Jesuit theologian Courtney Murray continues to inspire the church

WASHINGTON — There's little doubt among the church's deep thinkers that renowned theologian Jesuit Father John Courtney Murray continues to shape Catholic social thought and interaction today, 50 years after his death.

 

Beginning in the 1940s and through his death in 1967, his writings on religious freedom, birth control, church-state relations, Catholic engagement in pluralistic American society, war — even nuclear war — and peace have led to a more prominent profile for the U.S. church in public life.

Father Murray also played a role in the Second Vatican Council, having been sent to Rome for the council's second session in 1963. Although he had been forbidden to speak publicly on the issue of religious freedom from 1956 to 1960 because his views contrasted with long-standing church teaching on engagement with other faiths, he drafted the third and fourth versions of what became the council's 1965 document on religious freedom, "Dignitatis Humanae" ("The Dignity of the Human Person").

While the average Catholic may not know about Father Murray, his essays and theological reflections shaped U.S. Catholic thought in the middle of the 20th century and continue to influence American church life today.

A daylong Georgetown University program Nov. 16 marking Father Murray's Aug. 14, 1967, death examined his legacy within the U.S. Catholic Church. Panels of speakers and a keynote address broadly reviewed what they described as the public theology the Jesuit undertook, examining his writings and relating them to the contemporary world.

In his keynote address, Bishop Robert W. McElroy of San Diego repeated a description of Father Murray that he used in a 2005 article in America magazine, calling him "the most significant Catholic theologian that the church in the United States ever produced."

"His thought was so deeply rooted in the enduring questions of humanity, faith and society, and so precise in its expression that we still find in his work a mine from which we can extract profound insights to address the most compelling questions that we face as a people of faith and a nation in this new millennium," Bishop McElroy said.

It's not just the sheer quantity of Father Murray's work that qualifies him for Bishop McElroy's honor, but also the breadth of issues the priest explored.

And it was his landmark 1960 book We Hold These Truth that helped shape Catholic understanding of the church's role in a pluralistic society.

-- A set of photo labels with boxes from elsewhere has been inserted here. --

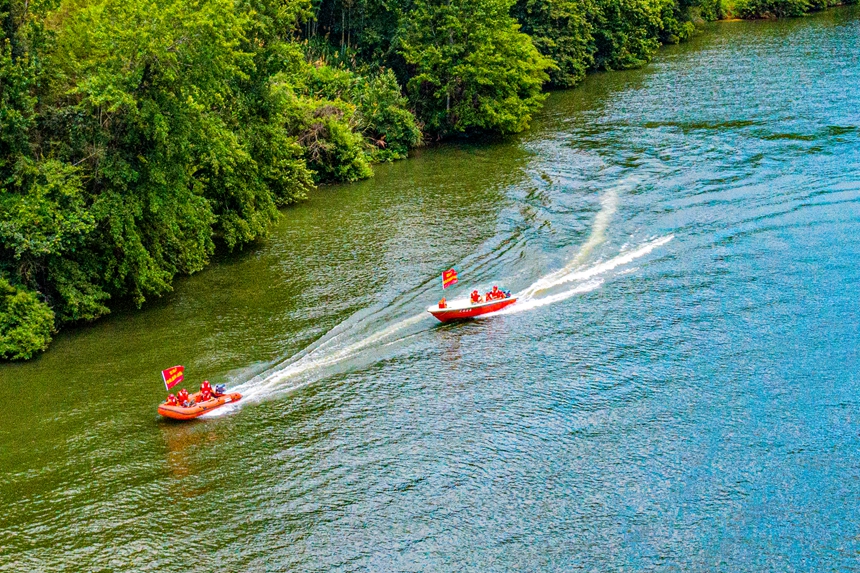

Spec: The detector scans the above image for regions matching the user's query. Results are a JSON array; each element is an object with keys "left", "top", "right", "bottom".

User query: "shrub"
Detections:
[{"left": 0, "top": 277, "right": 54, "bottom": 360}]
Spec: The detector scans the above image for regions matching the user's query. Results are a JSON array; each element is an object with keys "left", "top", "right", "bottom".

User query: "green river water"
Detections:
[{"left": 0, "top": 8, "right": 860, "bottom": 572}]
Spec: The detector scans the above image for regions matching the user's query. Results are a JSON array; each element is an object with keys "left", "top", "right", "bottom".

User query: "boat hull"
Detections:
[
  {"left": 158, "top": 392, "right": 242, "bottom": 420},
  {"left": 427, "top": 296, "right": 517, "bottom": 322}
]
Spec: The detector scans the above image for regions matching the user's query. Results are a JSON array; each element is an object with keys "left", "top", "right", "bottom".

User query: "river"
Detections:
[{"left": 0, "top": 8, "right": 860, "bottom": 572}]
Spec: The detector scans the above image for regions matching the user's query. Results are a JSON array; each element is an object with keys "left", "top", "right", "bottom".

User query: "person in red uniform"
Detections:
[{"left": 176, "top": 388, "right": 191, "bottom": 408}]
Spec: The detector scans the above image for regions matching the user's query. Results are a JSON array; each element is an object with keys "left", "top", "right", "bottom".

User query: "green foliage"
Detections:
[
  {"left": 11, "top": 0, "right": 835, "bottom": 358},
  {"left": 514, "top": 0, "right": 594, "bottom": 87},
  {"left": 734, "top": 0, "right": 808, "bottom": 18},
  {"left": 400, "top": 0, "right": 552, "bottom": 135},
  {"left": 0, "top": 276, "right": 54, "bottom": 360}
]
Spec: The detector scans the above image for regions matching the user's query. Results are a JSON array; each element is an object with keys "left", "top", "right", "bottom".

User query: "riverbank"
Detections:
[{"left": 0, "top": 0, "right": 852, "bottom": 359}]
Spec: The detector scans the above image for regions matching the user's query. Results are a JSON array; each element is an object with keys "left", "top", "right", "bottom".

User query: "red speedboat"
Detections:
[
  {"left": 158, "top": 392, "right": 242, "bottom": 420},
  {"left": 427, "top": 295, "right": 517, "bottom": 322}
]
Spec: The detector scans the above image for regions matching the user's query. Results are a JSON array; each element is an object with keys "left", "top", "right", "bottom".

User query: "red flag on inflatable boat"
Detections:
[{"left": 161, "top": 366, "right": 185, "bottom": 392}]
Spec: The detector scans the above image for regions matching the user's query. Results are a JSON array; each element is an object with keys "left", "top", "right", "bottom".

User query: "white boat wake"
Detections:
[{"left": 206, "top": 191, "right": 674, "bottom": 417}]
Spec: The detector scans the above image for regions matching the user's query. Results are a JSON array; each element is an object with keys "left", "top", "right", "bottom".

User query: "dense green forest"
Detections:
[{"left": 0, "top": 0, "right": 848, "bottom": 359}]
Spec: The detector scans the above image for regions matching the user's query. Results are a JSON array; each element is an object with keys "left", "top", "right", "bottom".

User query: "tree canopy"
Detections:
[{"left": 0, "top": 0, "right": 848, "bottom": 359}]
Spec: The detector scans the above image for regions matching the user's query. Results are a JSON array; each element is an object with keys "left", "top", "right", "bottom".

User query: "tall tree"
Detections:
[
  {"left": 400, "top": 0, "right": 552, "bottom": 136},
  {"left": 514, "top": 0, "right": 594, "bottom": 87}
]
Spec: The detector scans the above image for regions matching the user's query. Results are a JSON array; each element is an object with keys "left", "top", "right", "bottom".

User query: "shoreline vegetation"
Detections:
[{"left": 0, "top": 0, "right": 848, "bottom": 360}]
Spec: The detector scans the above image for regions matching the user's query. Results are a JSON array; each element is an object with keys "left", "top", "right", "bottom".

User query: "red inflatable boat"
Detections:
[
  {"left": 427, "top": 296, "right": 517, "bottom": 322},
  {"left": 158, "top": 392, "right": 242, "bottom": 420}
]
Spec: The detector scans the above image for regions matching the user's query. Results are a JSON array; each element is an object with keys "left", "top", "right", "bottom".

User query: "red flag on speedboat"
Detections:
[{"left": 161, "top": 366, "right": 185, "bottom": 392}]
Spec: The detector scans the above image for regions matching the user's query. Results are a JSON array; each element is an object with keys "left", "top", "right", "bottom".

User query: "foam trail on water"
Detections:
[
  {"left": 521, "top": 189, "right": 618, "bottom": 296},
  {"left": 207, "top": 185, "right": 674, "bottom": 416},
  {"left": 521, "top": 235, "right": 675, "bottom": 298},
  {"left": 493, "top": 279, "right": 603, "bottom": 316},
  {"left": 217, "top": 314, "right": 429, "bottom": 406}
]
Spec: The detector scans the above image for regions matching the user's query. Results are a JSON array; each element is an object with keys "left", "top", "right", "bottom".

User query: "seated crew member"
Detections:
[
  {"left": 176, "top": 388, "right": 194, "bottom": 408},
  {"left": 200, "top": 380, "right": 212, "bottom": 402}
]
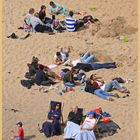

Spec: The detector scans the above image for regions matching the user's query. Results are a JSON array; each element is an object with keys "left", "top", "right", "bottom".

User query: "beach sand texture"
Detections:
[{"left": 2, "top": 0, "right": 138, "bottom": 140}]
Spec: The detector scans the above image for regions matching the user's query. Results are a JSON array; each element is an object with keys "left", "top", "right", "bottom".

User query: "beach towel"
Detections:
[
  {"left": 64, "top": 121, "right": 96, "bottom": 140},
  {"left": 97, "top": 121, "right": 121, "bottom": 137},
  {"left": 48, "top": 64, "right": 57, "bottom": 69}
]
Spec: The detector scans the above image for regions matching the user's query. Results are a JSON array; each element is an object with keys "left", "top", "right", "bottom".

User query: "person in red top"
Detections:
[{"left": 11, "top": 121, "right": 24, "bottom": 140}]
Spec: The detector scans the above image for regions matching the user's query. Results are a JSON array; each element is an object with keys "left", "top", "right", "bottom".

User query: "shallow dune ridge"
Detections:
[{"left": 2, "top": 0, "right": 138, "bottom": 140}]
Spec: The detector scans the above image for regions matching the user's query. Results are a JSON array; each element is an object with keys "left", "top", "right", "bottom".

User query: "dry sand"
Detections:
[{"left": 3, "top": 0, "right": 138, "bottom": 140}]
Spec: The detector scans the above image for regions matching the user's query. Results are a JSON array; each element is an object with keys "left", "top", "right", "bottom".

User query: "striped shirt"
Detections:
[{"left": 65, "top": 17, "right": 76, "bottom": 32}]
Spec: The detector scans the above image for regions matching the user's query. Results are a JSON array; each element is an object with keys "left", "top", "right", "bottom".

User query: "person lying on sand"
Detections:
[
  {"left": 73, "top": 62, "right": 117, "bottom": 72},
  {"left": 50, "top": 1, "right": 68, "bottom": 15},
  {"left": 85, "top": 79, "right": 119, "bottom": 101},
  {"left": 63, "top": 68, "right": 79, "bottom": 92},
  {"left": 39, "top": 5, "right": 52, "bottom": 24},
  {"left": 11, "top": 121, "right": 24, "bottom": 140},
  {"left": 30, "top": 13, "right": 53, "bottom": 33},
  {"left": 25, "top": 56, "right": 61, "bottom": 80},
  {"left": 34, "top": 65, "right": 55, "bottom": 86},
  {"left": 65, "top": 11, "right": 84, "bottom": 32},
  {"left": 64, "top": 111, "right": 97, "bottom": 140},
  {"left": 54, "top": 48, "right": 70, "bottom": 65},
  {"left": 23, "top": 8, "right": 35, "bottom": 32},
  {"left": 90, "top": 74, "right": 130, "bottom": 94}
]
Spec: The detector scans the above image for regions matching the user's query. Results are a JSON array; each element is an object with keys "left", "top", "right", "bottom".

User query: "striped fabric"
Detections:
[{"left": 65, "top": 17, "right": 76, "bottom": 32}]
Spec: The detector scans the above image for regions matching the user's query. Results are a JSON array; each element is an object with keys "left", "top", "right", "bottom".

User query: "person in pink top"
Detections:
[{"left": 11, "top": 121, "right": 24, "bottom": 140}]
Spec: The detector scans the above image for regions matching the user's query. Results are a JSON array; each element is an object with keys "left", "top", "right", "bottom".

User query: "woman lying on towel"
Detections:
[
  {"left": 64, "top": 111, "right": 97, "bottom": 140},
  {"left": 41, "top": 104, "right": 61, "bottom": 137},
  {"left": 25, "top": 56, "right": 61, "bottom": 80},
  {"left": 85, "top": 79, "right": 119, "bottom": 101},
  {"left": 90, "top": 74, "right": 130, "bottom": 97}
]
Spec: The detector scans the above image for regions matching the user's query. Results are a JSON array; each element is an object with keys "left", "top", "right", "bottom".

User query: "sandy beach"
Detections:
[{"left": 2, "top": 0, "right": 138, "bottom": 140}]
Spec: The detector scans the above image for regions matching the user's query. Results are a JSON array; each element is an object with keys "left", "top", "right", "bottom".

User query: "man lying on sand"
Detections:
[
  {"left": 50, "top": 1, "right": 67, "bottom": 15},
  {"left": 65, "top": 11, "right": 84, "bottom": 32},
  {"left": 25, "top": 56, "right": 61, "bottom": 80},
  {"left": 90, "top": 74, "right": 130, "bottom": 95},
  {"left": 85, "top": 79, "right": 119, "bottom": 101},
  {"left": 39, "top": 5, "right": 52, "bottom": 24},
  {"left": 30, "top": 13, "right": 53, "bottom": 33}
]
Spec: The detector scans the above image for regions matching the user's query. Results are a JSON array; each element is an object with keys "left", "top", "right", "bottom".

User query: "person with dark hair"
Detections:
[
  {"left": 85, "top": 79, "right": 119, "bottom": 101},
  {"left": 34, "top": 65, "right": 55, "bottom": 86},
  {"left": 64, "top": 111, "right": 97, "bottom": 140},
  {"left": 42, "top": 104, "right": 61, "bottom": 137},
  {"left": 65, "top": 11, "right": 84, "bottom": 32},
  {"left": 68, "top": 106, "right": 83, "bottom": 125},
  {"left": 11, "top": 121, "right": 24, "bottom": 140},
  {"left": 74, "top": 62, "right": 117, "bottom": 72},
  {"left": 30, "top": 13, "right": 53, "bottom": 33},
  {"left": 28, "top": 56, "right": 39, "bottom": 79},
  {"left": 24, "top": 8, "right": 35, "bottom": 32},
  {"left": 54, "top": 48, "right": 70, "bottom": 65},
  {"left": 39, "top": 5, "right": 52, "bottom": 24},
  {"left": 50, "top": 1, "right": 66, "bottom": 15},
  {"left": 90, "top": 74, "right": 130, "bottom": 95}
]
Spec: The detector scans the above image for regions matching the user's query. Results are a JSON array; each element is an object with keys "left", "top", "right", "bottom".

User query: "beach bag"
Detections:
[
  {"left": 20, "top": 80, "right": 34, "bottom": 89},
  {"left": 93, "top": 107, "right": 103, "bottom": 115},
  {"left": 101, "top": 116, "right": 111, "bottom": 123},
  {"left": 112, "top": 77, "right": 125, "bottom": 83},
  {"left": 97, "top": 121, "right": 120, "bottom": 137}
]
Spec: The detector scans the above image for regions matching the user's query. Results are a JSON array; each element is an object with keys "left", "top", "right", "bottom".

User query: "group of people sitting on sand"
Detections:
[
  {"left": 38, "top": 103, "right": 118, "bottom": 140},
  {"left": 21, "top": 48, "right": 130, "bottom": 101},
  {"left": 24, "top": 1, "right": 98, "bottom": 33}
]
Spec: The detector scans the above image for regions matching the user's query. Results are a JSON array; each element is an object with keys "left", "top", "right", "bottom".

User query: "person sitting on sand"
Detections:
[
  {"left": 90, "top": 74, "right": 130, "bottom": 97},
  {"left": 41, "top": 104, "right": 61, "bottom": 137},
  {"left": 11, "top": 121, "right": 24, "bottom": 140},
  {"left": 63, "top": 68, "right": 77, "bottom": 87},
  {"left": 64, "top": 111, "right": 97, "bottom": 140},
  {"left": 25, "top": 56, "right": 61, "bottom": 80},
  {"left": 64, "top": 52, "right": 98, "bottom": 67},
  {"left": 68, "top": 106, "right": 83, "bottom": 125},
  {"left": 39, "top": 5, "right": 52, "bottom": 24},
  {"left": 50, "top": 1, "right": 67, "bottom": 15},
  {"left": 73, "top": 62, "right": 117, "bottom": 72},
  {"left": 23, "top": 8, "right": 35, "bottom": 32},
  {"left": 54, "top": 48, "right": 70, "bottom": 65},
  {"left": 34, "top": 65, "right": 55, "bottom": 86},
  {"left": 30, "top": 13, "right": 53, "bottom": 33},
  {"left": 85, "top": 79, "right": 119, "bottom": 101},
  {"left": 65, "top": 11, "right": 84, "bottom": 32}
]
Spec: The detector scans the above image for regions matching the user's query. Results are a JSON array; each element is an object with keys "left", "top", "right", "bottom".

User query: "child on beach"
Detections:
[{"left": 11, "top": 121, "right": 24, "bottom": 140}]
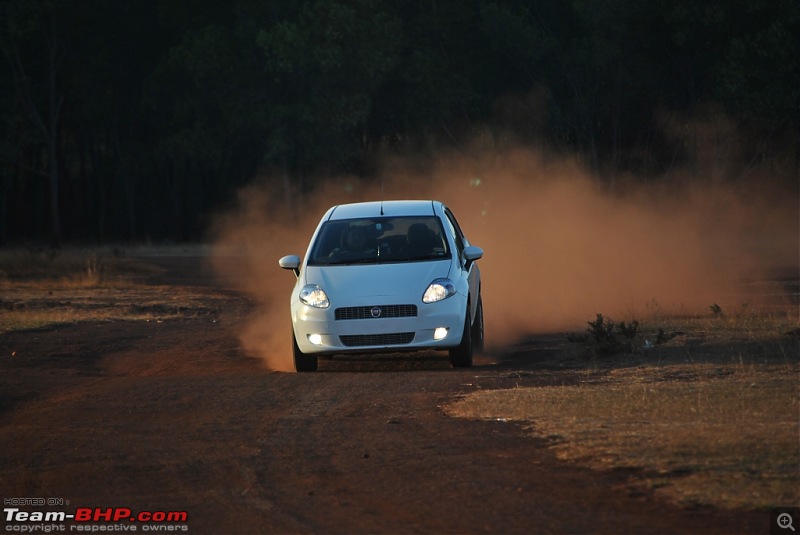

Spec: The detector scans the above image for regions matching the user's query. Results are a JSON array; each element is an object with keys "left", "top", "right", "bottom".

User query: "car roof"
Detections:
[{"left": 327, "top": 200, "right": 441, "bottom": 221}]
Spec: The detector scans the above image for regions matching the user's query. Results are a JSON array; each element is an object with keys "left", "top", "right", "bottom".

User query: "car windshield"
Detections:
[{"left": 308, "top": 216, "right": 450, "bottom": 266}]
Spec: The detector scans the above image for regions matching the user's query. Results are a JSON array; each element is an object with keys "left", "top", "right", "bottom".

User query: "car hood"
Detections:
[{"left": 304, "top": 260, "right": 450, "bottom": 306}]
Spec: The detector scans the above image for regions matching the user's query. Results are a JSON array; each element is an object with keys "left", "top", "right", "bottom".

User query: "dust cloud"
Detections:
[{"left": 209, "top": 149, "right": 800, "bottom": 370}]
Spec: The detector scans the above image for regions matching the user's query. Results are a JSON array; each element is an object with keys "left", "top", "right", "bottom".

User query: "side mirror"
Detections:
[
  {"left": 464, "top": 245, "right": 483, "bottom": 262},
  {"left": 278, "top": 255, "right": 300, "bottom": 277}
]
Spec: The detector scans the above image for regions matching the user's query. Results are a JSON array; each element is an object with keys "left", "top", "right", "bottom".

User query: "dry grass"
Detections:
[
  {"left": 0, "top": 249, "right": 218, "bottom": 334},
  {"left": 445, "top": 306, "right": 800, "bottom": 509}
]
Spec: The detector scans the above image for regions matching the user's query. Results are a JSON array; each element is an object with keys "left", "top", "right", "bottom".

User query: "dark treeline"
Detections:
[{"left": 0, "top": 0, "right": 800, "bottom": 244}]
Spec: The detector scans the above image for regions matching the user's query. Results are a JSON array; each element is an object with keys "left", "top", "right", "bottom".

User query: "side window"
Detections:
[{"left": 444, "top": 208, "right": 466, "bottom": 257}]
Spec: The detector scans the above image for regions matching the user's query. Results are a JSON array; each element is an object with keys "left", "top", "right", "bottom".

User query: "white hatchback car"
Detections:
[{"left": 279, "top": 201, "right": 483, "bottom": 371}]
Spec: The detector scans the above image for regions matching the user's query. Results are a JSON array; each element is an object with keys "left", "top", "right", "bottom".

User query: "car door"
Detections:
[{"left": 444, "top": 208, "right": 481, "bottom": 320}]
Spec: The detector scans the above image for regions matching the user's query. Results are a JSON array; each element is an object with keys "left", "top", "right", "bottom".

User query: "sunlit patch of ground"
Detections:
[
  {"left": 445, "top": 306, "right": 800, "bottom": 509},
  {"left": 0, "top": 248, "right": 230, "bottom": 333}
]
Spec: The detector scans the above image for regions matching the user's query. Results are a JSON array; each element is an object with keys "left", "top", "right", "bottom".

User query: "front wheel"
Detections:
[
  {"left": 292, "top": 331, "right": 318, "bottom": 372},
  {"left": 450, "top": 306, "right": 472, "bottom": 368}
]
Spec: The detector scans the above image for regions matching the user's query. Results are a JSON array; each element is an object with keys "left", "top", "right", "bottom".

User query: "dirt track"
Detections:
[{"left": 0, "top": 258, "right": 769, "bottom": 533}]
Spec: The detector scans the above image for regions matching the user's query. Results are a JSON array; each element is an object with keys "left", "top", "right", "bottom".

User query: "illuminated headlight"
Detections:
[
  {"left": 308, "top": 333, "right": 322, "bottom": 346},
  {"left": 300, "top": 284, "right": 331, "bottom": 308},
  {"left": 433, "top": 327, "right": 449, "bottom": 340},
  {"left": 422, "top": 279, "right": 456, "bottom": 303}
]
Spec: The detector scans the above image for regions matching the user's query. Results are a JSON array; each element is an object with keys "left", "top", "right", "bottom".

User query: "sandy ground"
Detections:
[{"left": 0, "top": 257, "right": 769, "bottom": 533}]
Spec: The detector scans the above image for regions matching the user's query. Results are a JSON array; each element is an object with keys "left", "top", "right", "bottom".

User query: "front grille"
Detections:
[
  {"left": 334, "top": 305, "right": 417, "bottom": 320},
  {"left": 339, "top": 332, "right": 414, "bottom": 347}
]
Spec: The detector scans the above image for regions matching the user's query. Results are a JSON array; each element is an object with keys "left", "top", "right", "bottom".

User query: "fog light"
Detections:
[{"left": 308, "top": 334, "right": 322, "bottom": 346}]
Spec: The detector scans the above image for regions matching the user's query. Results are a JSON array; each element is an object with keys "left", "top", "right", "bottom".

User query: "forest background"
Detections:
[{"left": 0, "top": 0, "right": 800, "bottom": 245}]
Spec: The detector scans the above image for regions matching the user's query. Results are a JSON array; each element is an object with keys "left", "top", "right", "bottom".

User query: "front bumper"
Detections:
[{"left": 291, "top": 293, "right": 467, "bottom": 354}]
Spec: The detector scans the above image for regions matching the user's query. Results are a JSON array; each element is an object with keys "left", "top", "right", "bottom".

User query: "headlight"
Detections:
[
  {"left": 422, "top": 279, "right": 456, "bottom": 303},
  {"left": 300, "top": 284, "right": 331, "bottom": 308}
]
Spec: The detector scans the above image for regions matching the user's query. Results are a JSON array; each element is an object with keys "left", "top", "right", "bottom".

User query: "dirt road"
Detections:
[{"left": 0, "top": 258, "right": 769, "bottom": 533}]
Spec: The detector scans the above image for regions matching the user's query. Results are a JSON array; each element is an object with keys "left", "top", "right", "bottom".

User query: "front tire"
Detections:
[
  {"left": 292, "top": 330, "right": 319, "bottom": 372},
  {"left": 450, "top": 306, "right": 472, "bottom": 368}
]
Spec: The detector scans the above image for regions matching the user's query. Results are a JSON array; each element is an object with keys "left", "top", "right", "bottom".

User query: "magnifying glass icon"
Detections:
[{"left": 778, "top": 513, "right": 794, "bottom": 531}]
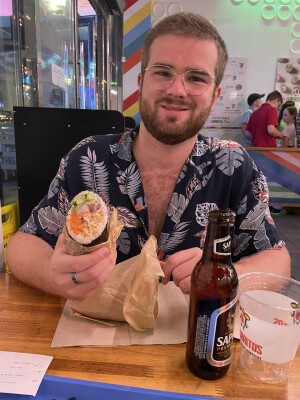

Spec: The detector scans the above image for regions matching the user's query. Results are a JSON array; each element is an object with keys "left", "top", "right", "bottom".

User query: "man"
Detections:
[
  {"left": 241, "top": 93, "right": 264, "bottom": 146},
  {"left": 7, "top": 13, "right": 290, "bottom": 298},
  {"left": 245, "top": 90, "right": 282, "bottom": 147}
]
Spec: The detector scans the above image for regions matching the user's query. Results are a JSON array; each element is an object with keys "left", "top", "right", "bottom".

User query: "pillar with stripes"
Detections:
[{"left": 123, "top": 0, "right": 151, "bottom": 123}]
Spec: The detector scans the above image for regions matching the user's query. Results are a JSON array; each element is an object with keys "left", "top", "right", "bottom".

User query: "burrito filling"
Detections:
[{"left": 66, "top": 190, "right": 108, "bottom": 244}]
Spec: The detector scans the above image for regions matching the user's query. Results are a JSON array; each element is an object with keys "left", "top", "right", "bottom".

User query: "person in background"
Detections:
[
  {"left": 245, "top": 90, "right": 282, "bottom": 147},
  {"left": 7, "top": 12, "right": 290, "bottom": 300},
  {"left": 282, "top": 107, "right": 298, "bottom": 147},
  {"left": 276, "top": 100, "right": 295, "bottom": 147},
  {"left": 278, "top": 100, "right": 295, "bottom": 132},
  {"left": 241, "top": 93, "right": 264, "bottom": 146}
]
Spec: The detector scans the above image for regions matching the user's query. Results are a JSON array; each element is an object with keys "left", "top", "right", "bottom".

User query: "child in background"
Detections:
[{"left": 282, "top": 107, "right": 298, "bottom": 147}]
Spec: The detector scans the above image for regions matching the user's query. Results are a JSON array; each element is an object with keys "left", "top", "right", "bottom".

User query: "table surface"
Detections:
[{"left": 0, "top": 273, "right": 300, "bottom": 400}]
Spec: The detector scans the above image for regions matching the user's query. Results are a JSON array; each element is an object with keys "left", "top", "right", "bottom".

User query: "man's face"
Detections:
[
  {"left": 139, "top": 35, "right": 221, "bottom": 144},
  {"left": 254, "top": 99, "right": 262, "bottom": 108}
]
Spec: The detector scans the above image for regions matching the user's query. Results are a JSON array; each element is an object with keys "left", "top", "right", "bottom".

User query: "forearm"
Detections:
[
  {"left": 7, "top": 232, "right": 58, "bottom": 294},
  {"left": 234, "top": 247, "right": 291, "bottom": 277}
]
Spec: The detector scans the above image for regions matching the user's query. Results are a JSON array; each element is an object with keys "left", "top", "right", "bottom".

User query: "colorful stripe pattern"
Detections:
[
  {"left": 123, "top": 0, "right": 151, "bottom": 123},
  {"left": 248, "top": 150, "right": 300, "bottom": 205}
]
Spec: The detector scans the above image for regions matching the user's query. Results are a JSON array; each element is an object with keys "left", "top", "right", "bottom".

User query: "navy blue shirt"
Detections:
[{"left": 20, "top": 131, "right": 284, "bottom": 262}]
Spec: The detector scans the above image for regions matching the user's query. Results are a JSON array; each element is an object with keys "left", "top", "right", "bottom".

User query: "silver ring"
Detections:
[{"left": 71, "top": 272, "right": 82, "bottom": 285}]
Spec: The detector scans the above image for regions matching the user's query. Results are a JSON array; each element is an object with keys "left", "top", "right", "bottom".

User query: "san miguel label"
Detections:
[
  {"left": 194, "top": 299, "right": 236, "bottom": 367},
  {"left": 213, "top": 235, "right": 231, "bottom": 256}
]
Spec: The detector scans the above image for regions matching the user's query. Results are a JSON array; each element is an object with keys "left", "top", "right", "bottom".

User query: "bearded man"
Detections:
[{"left": 7, "top": 12, "right": 290, "bottom": 298}]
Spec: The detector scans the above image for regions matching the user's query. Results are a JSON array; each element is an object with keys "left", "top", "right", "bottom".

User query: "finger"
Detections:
[
  {"left": 178, "top": 275, "right": 191, "bottom": 294},
  {"left": 73, "top": 252, "right": 117, "bottom": 286},
  {"left": 162, "top": 247, "right": 202, "bottom": 284}
]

A biography on the website of Georgetown's Woodstock Theological Library describes, for example, how bishops consulted with Father Murray on numerous legal issues, including birth control and censorship of pornography.

Several presentations also addressed Father Murray's concern for the importance of building understanding among people in an increasingly secular society, particularly across faith divides.

Such concerns, said Bishop McElroy, who has extensively studied and written about the work of the Father Murray, suggest that the Jesuit would have been outspoken about the divisiveness that marks American society today. He said Father Murray early in his career wrote about cooperation across faiths long before it became an important goal of Catholic officials.

"His early writings were on this question, defending the notion that there could be working together," Bishop McElroy said. "It may be best for our country in terms of public consensus ... to work together for common goals rather than working out all the foundations for dialogue before we begin to take actions in solidarity."

Afterward, Bishop McElroy said that Father Murray's insights offer the church and society the opportunity for its members to re-establish bonds with each other and to move beyond political or ideological differences. The bishop called for the solidarity that St. John Paul II envisioned "that ties us together, that there's a sense we're willing to make sacrifices for one another."

"It is the understanding that we are graced to live and are debtors of the society. It's a different stance," Bishop McElroy added. "It's understanding we are all children of one God, we're all together and we're a community graced. We're debtors first and that's how we begin."